• Mark Meuldijk, Partner |

It's common that there is resistance against Data Governance despite being a K-Enabler for more "trendy" topics. Starting small, thinking big and realizing the IT-connection can make the difference between a success story and a failed project.

In the past few years, more companies started to become data driven. Words like Data Science, AI, Industry 4.0, IoT have earned a regular presence in corporate speeches. But it is not so common to hear Data Governance among them. Even not being the flashiest term, it is instrumental for the success of any of the emerging data driven technologies.


In companies that have successfully performed for many years or even decades without focusing on data, it is common to encounter resistance from the various stakeholders. Data governance is usually perceived as something not clearly identifiable, having to do with lots of rules, concepts and definitions. No wonder that in companies where data management has never been a priority, this topic can be instinctively perceived negatively. And, who could blame a colleague who has been doing a certain job well for years, for not being enthusiastic on the upcoming set of new activities which are approaching, and for which it's difficult to perceive the supposed added value?
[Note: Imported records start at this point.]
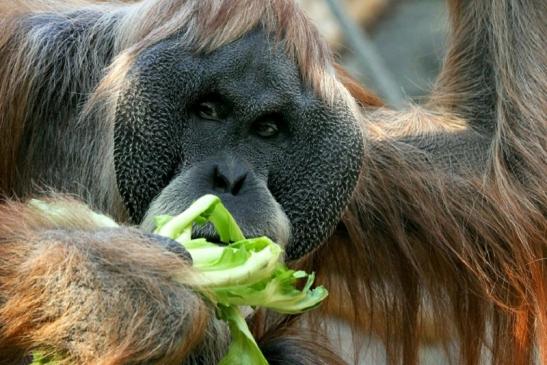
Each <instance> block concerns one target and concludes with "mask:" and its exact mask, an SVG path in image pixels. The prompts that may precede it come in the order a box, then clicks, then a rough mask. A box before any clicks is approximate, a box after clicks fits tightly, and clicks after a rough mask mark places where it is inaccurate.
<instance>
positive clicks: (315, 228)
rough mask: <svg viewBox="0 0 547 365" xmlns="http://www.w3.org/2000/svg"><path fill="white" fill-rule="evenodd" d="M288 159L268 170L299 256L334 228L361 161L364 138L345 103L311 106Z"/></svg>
mask: <svg viewBox="0 0 547 365" xmlns="http://www.w3.org/2000/svg"><path fill="white" fill-rule="evenodd" d="M300 120H307V121H308V122H307V123H306V125H305V126H302V127H303V128H304V129H307V130H302V131H301V132H300V133H298V134H299V137H298V138H296V139H295V140H294V143H293V144H292V146H291V147H290V148H288V149H287V154H288V156H287V159H286V161H285V162H284V164H281V165H279V167H278V168H277V172H273V173H272V174H271V175H270V179H271V181H270V184H269V185H270V189H271V190H272V192H273V195H274V196H275V197H276V199H277V201H278V202H279V203H280V204H281V206H282V207H283V209H284V210H285V213H286V214H287V216H288V218H289V220H290V222H291V225H292V227H291V232H292V237H291V241H290V243H289V245H288V246H287V248H286V252H287V257H288V259H297V258H299V257H301V256H303V255H304V254H306V253H307V252H309V251H311V250H312V249H314V248H315V247H317V246H318V245H319V244H320V243H322V242H323V241H324V240H325V239H327V238H328V236H329V235H330V234H332V232H333V230H334V228H335V227H336V225H337V223H338V221H339V220H340V216H341V214H342V211H343V209H344V208H345V207H346V206H347V204H348V202H349V199H350V197H351V194H352V192H353V190H354V189H355V186H356V184H357V179H358V176H359V172H360V170H361V167H362V155H363V139H362V137H361V132H360V129H359V127H358V126H357V123H356V121H355V119H354V118H353V116H352V115H350V114H349V112H348V111H347V109H346V108H343V107H336V108H334V109H329V108H327V107H318V108H313V110H311V111H309V112H307V115H302V116H301V119H300Z"/></svg>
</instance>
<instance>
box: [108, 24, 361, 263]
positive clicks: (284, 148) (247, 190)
mask: <svg viewBox="0 0 547 365" xmlns="http://www.w3.org/2000/svg"><path fill="white" fill-rule="evenodd" d="M179 44H180V42H178V43H177V40H176V38H174V39H171V40H167V41H164V42H162V43H159V44H157V45H156V46H154V47H152V48H150V49H148V50H146V51H145V52H143V53H142V54H141V55H140V57H139V58H138V60H137V61H136V63H135V65H134V66H133V68H132V70H131V71H130V73H129V76H128V78H129V82H128V83H127V85H128V86H127V88H126V89H125V91H124V92H123V93H122V95H121V96H120V99H119V103H118V109H117V116H116V124H115V155H114V157H115V167H116V176H117V181H118V187H119V190H120V192H121V194H122V197H123V199H124V202H125V204H126V206H127V208H128V210H129V212H130V214H131V217H132V218H133V219H134V221H135V222H141V223H142V225H143V227H145V228H147V229H152V228H153V223H152V217H153V216H154V215H157V214H173V215H174V214H178V213H180V212H181V211H183V210H184V209H186V208H187V207H188V206H189V205H190V204H191V203H192V202H193V201H194V200H195V199H197V198H198V197H200V196H201V195H203V194H208V193H211V194H216V195H218V196H219V197H220V198H221V199H222V201H223V202H224V204H225V205H226V207H227V208H228V209H229V210H230V211H231V212H232V214H233V215H234V217H235V219H236V221H237V222H238V223H239V224H240V225H241V228H242V230H243V233H244V234H245V235H246V236H248V237H252V236H258V235H267V236H269V237H271V238H272V239H274V240H277V241H279V243H286V244H287V246H286V253H287V257H288V258H289V259H296V258H298V257H300V256H302V255H304V254H305V253H307V252H309V251H310V250H311V249H313V248H314V247H316V246H317V245H318V244H320V243H321V242H322V241H324V240H325V239H326V238H327V237H328V236H329V234H331V232H332V231H333V229H334V227H335V226H336V224H337V222H338V220H339V218H340V215H341V213H342V210H343V209H344V207H345V206H346V204H347V203H348V200H349V198H350V195H351V193H352V191H353V189H354V187H355V184H356V181H357V176H358V172H359V170H360V168H361V161H362V160H361V156H362V153H363V145H362V138H361V134H360V131H359V128H358V126H357V122H356V121H355V120H354V118H353V117H352V116H351V114H350V112H349V111H348V110H347V107H345V106H344V105H342V103H338V104H337V105H339V106H336V107H334V108H333V107H329V106H327V104H326V103H324V102H323V101H322V100H320V99H319V97H317V96H316V95H315V94H314V92H313V91H312V90H311V89H310V88H309V87H308V86H306V85H304V84H303V82H302V80H301V78H300V75H299V72H298V68H297V66H296V65H295V63H294V62H293V61H291V60H290V59H289V58H288V57H286V55H285V54H284V52H283V51H282V49H281V48H280V47H279V46H277V45H274V43H273V42H272V41H270V40H269V39H268V37H267V36H266V35H265V34H264V33H263V32H262V31H255V32H253V33H250V34H248V35H246V36H245V37H244V38H242V39H240V40H238V41H236V42H234V43H232V44H229V45H227V46H224V47H222V48H220V49H218V50H216V51H214V52H212V53H210V54H207V55H193V54H191V53H190V52H189V51H187V50H185V49H183V48H181V46H180V45H179ZM194 234H195V235H205V236H208V237H210V238H211V239H215V237H212V235H213V233H212V232H211V231H210V229H208V228H204V229H202V230H201V231H197V232H194Z"/></svg>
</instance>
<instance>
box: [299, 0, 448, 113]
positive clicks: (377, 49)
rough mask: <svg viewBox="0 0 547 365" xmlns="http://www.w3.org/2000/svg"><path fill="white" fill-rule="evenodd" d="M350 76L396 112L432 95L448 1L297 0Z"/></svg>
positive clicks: (446, 21) (389, 0)
mask: <svg viewBox="0 0 547 365" xmlns="http://www.w3.org/2000/svg"><path fill="white" fill-rule="evenodd" d="M298 1H299V2H300V4H301V5H302V6H303V7H304V8H305V9H306V11H307V13H308V15H309V16H310V17H311V18H312V19H313V20H314V21H315V23H316V24H317V26H318V28H319V29H320V31H321V32H322V33H323V35H324V36H325V37H326V39H327V40H328V41H329V43H330V45H331V46H332V47H333V48H334V49H335V52H336V55H337V59H338V62H339V63H341V64H342V65H343V66H344V67H345V68H346V69H347V70H348V71H349V72H350V74H351V75H352V76H353V77H355V78H356V79H357V80H359V81H361V82H362V83H363V84H364V85H365V86H367V87H368V88H369V89H372V90H373V91H374V92H375V93H376V94H378V95H379V96H381V97H382V99H384V101H386V102H387V103H388V104H390V105H391V106H393V107H396V108H397V107H401V106H402V105H404V104H405V103H406V102H407V100H408V99H410V100H412V101H415V102H420V100H423V99H424V97H425V96H427V95H428V93H429V91H430V90H431V87H432V85H433V82H434V81H435V77H436V75H437V73H438V72H439V68H440V66H441V62H442V58H443V54H444V51H445V49H444V46H445V36H446V33H447V30H448V29H447V24H448V18H447V15H448V13H447V9H446V6H445V1H443V0H298Z"/></svg>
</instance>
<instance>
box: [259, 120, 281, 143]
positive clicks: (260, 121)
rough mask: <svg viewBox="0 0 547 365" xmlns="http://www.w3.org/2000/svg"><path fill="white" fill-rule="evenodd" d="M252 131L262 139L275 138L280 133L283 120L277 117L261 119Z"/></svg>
mask: <svg viewBox="0 0 547 365" xmlns="http://www.w3.org/2000/svg"><path fill="white" fill-rule="evenodd" d="M252 129H253V133H254V134H256V135H257V136H259V137H261V138H273V137H275V136H277V135H278V134H279V132H280V129H281V119H280V117H279V116H276V115H270V116H267V117H264V118H261V119H259V120H257V121H256V122H254V123H253V126H252Z"/></svg>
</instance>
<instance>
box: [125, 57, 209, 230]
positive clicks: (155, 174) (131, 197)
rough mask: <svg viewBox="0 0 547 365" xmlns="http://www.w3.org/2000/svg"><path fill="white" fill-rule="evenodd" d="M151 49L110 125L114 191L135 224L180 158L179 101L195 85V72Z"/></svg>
mask: <svg viewBox="0 0 547 365" xmlns="http://www.w3.org/2000/svg"><path fill="white" fill-rule="evenodd" d="M155 51H156V50H151V51H150V52H145V53H144V54H143V55H142V56H141V57H140V58H139V59H138V60H137V62H136V63H135V65H134V66H133V68H132V71H130V72H129V74H128V76H127V82H126V87H125V89H124V90H123V91H122V92H121V93H120V97H119V99H118V104H117V111H116V119H115V126H114V145H115V149H114V162H115V169H116V178H117V184H118V189H119V191H120V193H121V195H122V198H123V200H124V202H125V204H126V207H127V209H128V210H129V213H130V216H131V217H132V219H133V220H134V221H135V223H138V222H140V221H141V219H142V218H143V216H144V214H145V213H146V210H147V209H148V205H149V204H150V202H151V201H152V199H153V198H154V197H155V196H156V195H157V194H158V193H159V192H160V191H161V189H162V188H163V187H164V186H166V185H167V183H168V182H169V180H170V179H171V178H172V176H173V174H174V173H175V170H176V169H177V168H178V166H180V165H181V164H182V163H183V161H184V151H183V145H184V139H185V138H184V134H185V128H184V126H185V120H184V119H185V116H184V113H183V112H182V109H183V108H181V103H182V100H188V99H190V98H191V95H192V92H193V91H194V90H198V89H199V87H200V85H199V84H198V83H197V80H199V76H198V74H199V72H198V70H179V69H177V68H176V60H175V59H174V58H175V56H174V55H170V53H169V52H166V51H163V52H155ZM157 54H160V55H161V56H159V57H156V56H155V55H157ZM186 64H187V65H191V62H187V63H186Z"/></svg>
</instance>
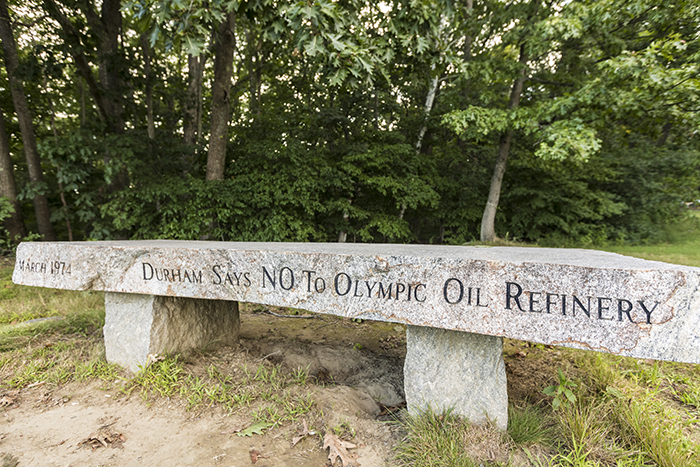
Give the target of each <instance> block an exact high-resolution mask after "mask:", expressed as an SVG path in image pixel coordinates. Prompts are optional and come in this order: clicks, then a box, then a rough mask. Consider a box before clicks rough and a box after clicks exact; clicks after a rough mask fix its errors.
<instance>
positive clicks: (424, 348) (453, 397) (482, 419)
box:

However, the world has changed dramatically in the last years. Historical consumer habits changed, and opportunities are coming out of the blue. Companies who cannot keep up with the pace will be inevitably overrun, regardless of their positioning in the market, the strength of their brand and/or the quality of their goods/services.

No company will claim to not be customer focused, never ever. But in concrete, does every company have a structured, modelled, easy-to-present understanding of their single customers? Being able to produce a specific offer or a tailored advertising on expected future needs or wishes by past touchpoints?

Data Governance is about setting the foundations on data, from two sides: conceptual and physical. The first one is about having common definitions across the company, with no reference to any system. If a definition is clear, different actions and processes can be built around it. Back to customer orientation, questioning who or what is a customer? Is it the same as a consumer or a client? Most likely not and having this definition could define the perimeter of interest/areas to target. The same goes for articles, materials, products, goods etc. Furthermore, who has the authority/competence to define such words? This is also part of data governance, to identify the right roles in terms of "who can decide what". 

After, there will be additional steps to identify from the various systems where or how data is stored. If all is well documented, it can give powerful algorithms to analyze and maximize the potential of data. But if we skip the setting up of data governance, can we really expect that an algorithm will understand itself the right boundaries?

Start small, think big

Rolling out data governance in a complex, large organization is far away from being simple and immediate. We personally recommend having an approach with a small start but with big plans. It's quite probable that the organization will be reluctant in taking more tasks and/or allocating FTE. Therefore, showing an added value or providing a concrete tangible benefit, will pay back much more than a long, detailed presentation. 

A common mistake is to think that purchasing an expensive data governance tool at the beginning will make alone/have a major part in the rollout of data governance. This is a mistake just because these tools are extremely complex and will not magically solve the organizational issues, nor provide a universal model for the definitions. This kind of tools will be strong enablers only once there are clear concepts defined and a certain commitment on the part of the company. There is nothing bad in starting with home-made solutions and migrating into the professional ones only when a good degree of maturity has been reached. Having a very simple spreadsheet which is clear, accessible, robust and reliable will help much more in the beginning than a professional solution which nobody in the organization has an idea to what use for.


As mentioned before, the transferring abstract definitions into real systems, tables and fields is a key aspect of data governance. For this it will be crucial to gain the support and help from the people who know every system very well (IT), for instance which are the key tables and how they are interconnected with each other. Often the same table will contain different conceptual objects and to make a proper split, technical expertise is a must. With this, the circle will be closed: having abstract definitions and where to find them in the system landscape.

Only at this stage can complex algorithms be programmed, and it will be clear in their specifications and in their design where to gather the relevant data in the enterprise landscape.


Please allow us the following comparison to summarize. Think of AI/Data science/Industry 4.0/IoT as having the physical fitness to compete in a professional sport. Therefore, data governance is the regular exercise needed to obtain and maintain it. But in the end, practicing regularly is not only a need, it can also be fun, don't you think?